The baby satellite sketch in host segment five is bland and underdeveloped, but at least it’s brief. Thankfully, all the other host segments work wonderfully. Mike telling Tom to lighten up about his blossomed and deep fried head; Bobo’s exposed brain; Crow’s devolution from ineffective jocularity to self-loathing—every one of them made me laugh quite hard. Mike does an excellent Legends of Rock voice, and his repetitive description of the band’s troubles sounds quite realistic. The quest for Mike’s pajamas is inexplicable but well-executed, and takes several detours into his bizarre bedtime routines. For host segments alone, this is one of the best and most consistently funny episodes they’ve done.

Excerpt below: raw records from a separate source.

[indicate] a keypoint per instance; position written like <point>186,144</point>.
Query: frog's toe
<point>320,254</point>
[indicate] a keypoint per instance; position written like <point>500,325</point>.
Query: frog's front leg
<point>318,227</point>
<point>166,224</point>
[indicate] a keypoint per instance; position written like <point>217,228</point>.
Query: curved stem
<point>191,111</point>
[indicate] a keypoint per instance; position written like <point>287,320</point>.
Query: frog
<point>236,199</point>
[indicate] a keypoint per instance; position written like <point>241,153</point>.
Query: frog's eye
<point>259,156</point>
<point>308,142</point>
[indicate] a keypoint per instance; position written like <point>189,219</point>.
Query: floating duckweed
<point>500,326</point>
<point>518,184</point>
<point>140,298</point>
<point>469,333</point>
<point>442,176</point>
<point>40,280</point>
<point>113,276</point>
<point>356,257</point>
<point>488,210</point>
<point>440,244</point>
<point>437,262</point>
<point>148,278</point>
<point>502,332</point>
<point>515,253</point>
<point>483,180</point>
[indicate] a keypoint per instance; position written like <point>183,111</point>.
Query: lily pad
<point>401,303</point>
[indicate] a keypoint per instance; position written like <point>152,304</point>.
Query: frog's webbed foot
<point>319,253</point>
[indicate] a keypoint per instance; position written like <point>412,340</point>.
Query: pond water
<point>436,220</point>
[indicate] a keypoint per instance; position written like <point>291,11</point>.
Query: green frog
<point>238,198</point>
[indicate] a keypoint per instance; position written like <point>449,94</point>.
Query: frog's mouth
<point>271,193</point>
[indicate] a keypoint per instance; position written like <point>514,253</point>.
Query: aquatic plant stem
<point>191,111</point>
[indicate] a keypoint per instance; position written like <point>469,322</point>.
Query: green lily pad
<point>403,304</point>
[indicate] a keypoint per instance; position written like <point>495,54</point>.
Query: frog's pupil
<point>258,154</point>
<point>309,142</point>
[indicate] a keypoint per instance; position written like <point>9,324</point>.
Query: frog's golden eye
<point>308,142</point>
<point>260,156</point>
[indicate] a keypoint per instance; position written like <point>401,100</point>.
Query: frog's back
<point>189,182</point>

In the film segments, the frequent pauses and overwrought tone lend themselves well to the Satellite crew’s brand of mockery. A still-screen picture of the moon leads to Crow’s comment, “Nice place; no atmosphere.” After a lengthy crayon presentation of an Indian legend, Johnny says, “I know what you’re thinking,” to which Tom replies, “I’m boring, and my slideshow eats.” When a very serious and taciturn doctor reluctantly shares his findings with Paul, Mike says, “We’ll let you in on your illness—this time.” Throughout, frequent references are made to Paul and Kathy’s deep and abiding love affair, as in “I’m trapped in a loveless one-day relationship,” (Tom) “It’s our 24-hour anniversary,” (Crow) and “I’ve known him for eight hours; I think I deserve to see him,” (Tom again). Whenever Johnny leaves a conversation dangling (which happens fairly often) Crow fills the silence by reciting the ingredients for Indian stew. There’s a quotable quip at least every five minutes, so the commentary never slows down. Combined these with the excellent host segments, and you have an episode well worth repeated viewings.